Le Matin d’Algérie : Vous citez souvent Bukowski, Céline, la Beat Generation, mais aussi des figures du rap et de la chanson. Comment ces influences dialoguent-elles entre elles dans votre écriture ?

Pascal Bielskis : Je peux vous répondre, le rythme. Le rythme de l’écriture, d’une phrase, d’un chapitre guide souvent mes écrits.

Le Matin d’Algérie : Quelle place accordes-tu au lecteur dans ton écriture ? Penses-tu à lui en écrivant, ou est-ce un dialogue qui ne s’installe qu’après coup ?
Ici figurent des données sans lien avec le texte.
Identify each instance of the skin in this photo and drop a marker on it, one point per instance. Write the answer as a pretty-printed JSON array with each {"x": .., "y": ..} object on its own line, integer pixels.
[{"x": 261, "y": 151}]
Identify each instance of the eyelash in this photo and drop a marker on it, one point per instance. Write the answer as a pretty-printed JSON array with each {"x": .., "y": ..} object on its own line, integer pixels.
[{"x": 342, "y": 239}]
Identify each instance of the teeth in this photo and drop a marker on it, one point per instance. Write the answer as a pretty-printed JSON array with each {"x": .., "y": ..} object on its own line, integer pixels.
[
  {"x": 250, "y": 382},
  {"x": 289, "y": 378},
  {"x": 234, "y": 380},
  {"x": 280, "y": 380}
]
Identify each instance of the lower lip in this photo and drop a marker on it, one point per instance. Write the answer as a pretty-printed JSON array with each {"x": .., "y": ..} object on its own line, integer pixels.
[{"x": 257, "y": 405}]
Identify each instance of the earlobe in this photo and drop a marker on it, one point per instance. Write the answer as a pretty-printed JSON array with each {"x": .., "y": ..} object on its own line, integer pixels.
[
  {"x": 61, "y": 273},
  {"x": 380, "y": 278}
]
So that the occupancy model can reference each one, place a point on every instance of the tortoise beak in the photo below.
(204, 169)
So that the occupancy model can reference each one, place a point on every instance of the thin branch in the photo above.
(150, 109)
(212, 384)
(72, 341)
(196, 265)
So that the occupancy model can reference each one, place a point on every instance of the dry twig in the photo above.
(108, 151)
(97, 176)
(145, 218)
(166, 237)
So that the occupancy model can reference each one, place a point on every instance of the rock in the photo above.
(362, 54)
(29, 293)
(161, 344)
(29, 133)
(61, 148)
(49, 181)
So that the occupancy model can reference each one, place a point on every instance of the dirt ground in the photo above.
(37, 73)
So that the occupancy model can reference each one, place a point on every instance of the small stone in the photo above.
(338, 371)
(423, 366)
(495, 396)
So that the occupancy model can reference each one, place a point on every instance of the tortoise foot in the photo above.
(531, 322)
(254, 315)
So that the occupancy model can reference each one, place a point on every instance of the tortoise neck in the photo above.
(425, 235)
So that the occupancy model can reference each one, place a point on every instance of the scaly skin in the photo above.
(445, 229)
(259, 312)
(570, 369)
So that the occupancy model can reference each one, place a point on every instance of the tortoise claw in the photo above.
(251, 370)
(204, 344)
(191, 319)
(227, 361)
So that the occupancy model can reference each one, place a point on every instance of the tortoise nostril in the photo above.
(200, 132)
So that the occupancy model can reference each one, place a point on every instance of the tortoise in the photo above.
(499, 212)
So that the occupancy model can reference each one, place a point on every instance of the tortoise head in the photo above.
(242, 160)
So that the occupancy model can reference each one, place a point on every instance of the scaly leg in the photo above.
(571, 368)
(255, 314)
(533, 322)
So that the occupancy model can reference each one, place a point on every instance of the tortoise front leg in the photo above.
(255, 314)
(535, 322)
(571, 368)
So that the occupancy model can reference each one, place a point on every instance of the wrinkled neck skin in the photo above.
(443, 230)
Pascal Bielskis : C’est plutôt un dialogue qui s’installe après coup. Car si je dois penser au lecteur c’est forcément se fermer un lectorat plus large. C’est comme dans la musique. Si vous composez un album et que vous demandez l’avis de tout le monde, vous n’arriverez à aucun résultat clair. Je pense que l’artiste ou un créatif doit accepter cette part de risque. Après c’est différent si le livre est une commande éditoriale spécifique vers un certain lectorat. Mais cette situation ne s’est jamais présentée à moi. Donc je propose et ensuite le public dispose (ou pas).

Le Matin d’Algérie : Quels sont vos projets actuels ou à venir ?

Pascal Bielskis : J’envisage d’écrire un essai dont je tais la thématique pour l’instant. Et ensuite j’ai un projet d’envergure plus large : écrire dans tous les registres littéraires. J’ai fait du recueil de textes, un recueil de poésies, un recueil de 4 nouvelles, des romans… Il ne me manque plus que l’essai et une pièce de théâtre. Mais sinon j’ai 4 projets de livres actuellement en tête.

Le Matin d’Algérie : Un dernier mot peut-être ?

Pascal Bielskis : Tout d’abord, encore un remerciement pour ces questions sur mon travail. Je passe aussi le bonjour au peuple algérien. Un de mes deux romans préférés est L’Etranger d’Albert Camus. L’histoire se passe en Algérie. D’ailleurs Albert Camus disait en parlant de quel pays il se revendiquait a répondu : « Mon pays c’est le français ». Je trouve cette phrase magnifique. Et puis n’hésitez pas à suivre mes écrits et projets sur Internet et les réseaux sociaux.